Reminders and Affirmations Asexual Survivors
- You do not need to compromise your boundaries around sex to make others feel more comfortable with your sexuality.
- Asexuality is not a disorder, a result of trauma, or something that needs to be “fixed”. Asexuality is a valid, whole identity as it is.
- You deserve to have a happy relationship that you feel safe and fulfilled in, should you want to be in a relationship.
- You can be a full and complete person without ever having a relationship.
- Whatever boundaries you create in a relationship romantically or sexually are valid and deserve to be respected.

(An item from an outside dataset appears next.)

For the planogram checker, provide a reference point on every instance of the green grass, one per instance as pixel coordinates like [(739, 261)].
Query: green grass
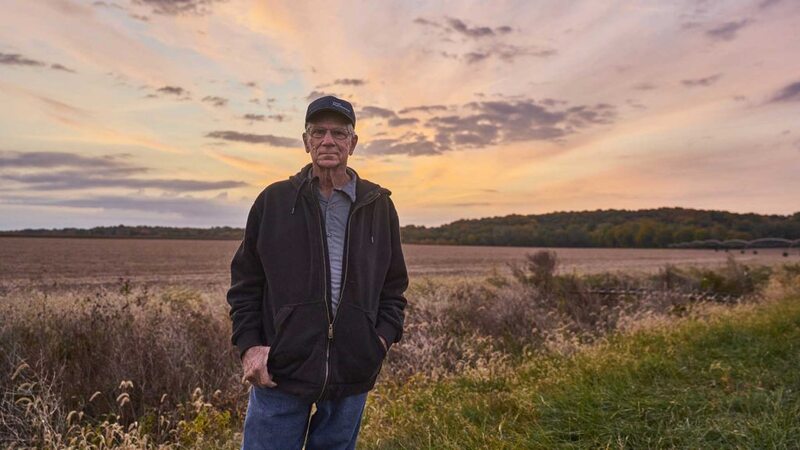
[(729, 382)]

- Whether you are open to sex, indifferent towards sex, or repulsed by sex; you are ace enough and deserve to be in the ace community.
- Sex does not define you or the quality and depth of your relationships.
Resources
The Asexual Visibility & Education Network (AVEN) hosts the world’s largest online asexual community as well as a large archive of resources on asexuality.
The Anti-Violence Project has a 24-hour hotline for LGBTQ+ survivors to call for confidential support: 212-714-1141
In Our Own Voices, a project partner of the Institute, is a leading national organization giving voice to the needs and challenges of Transgender and Gender Non-Conforming communities, as well as LGBT Black, Indigenous, and People of Color communities. IOOV seeks to: develop the leadership of LGBTQ POC, strengthen the voices of LGBTQ POC, and increase our capacity for combating oppression and marginalization.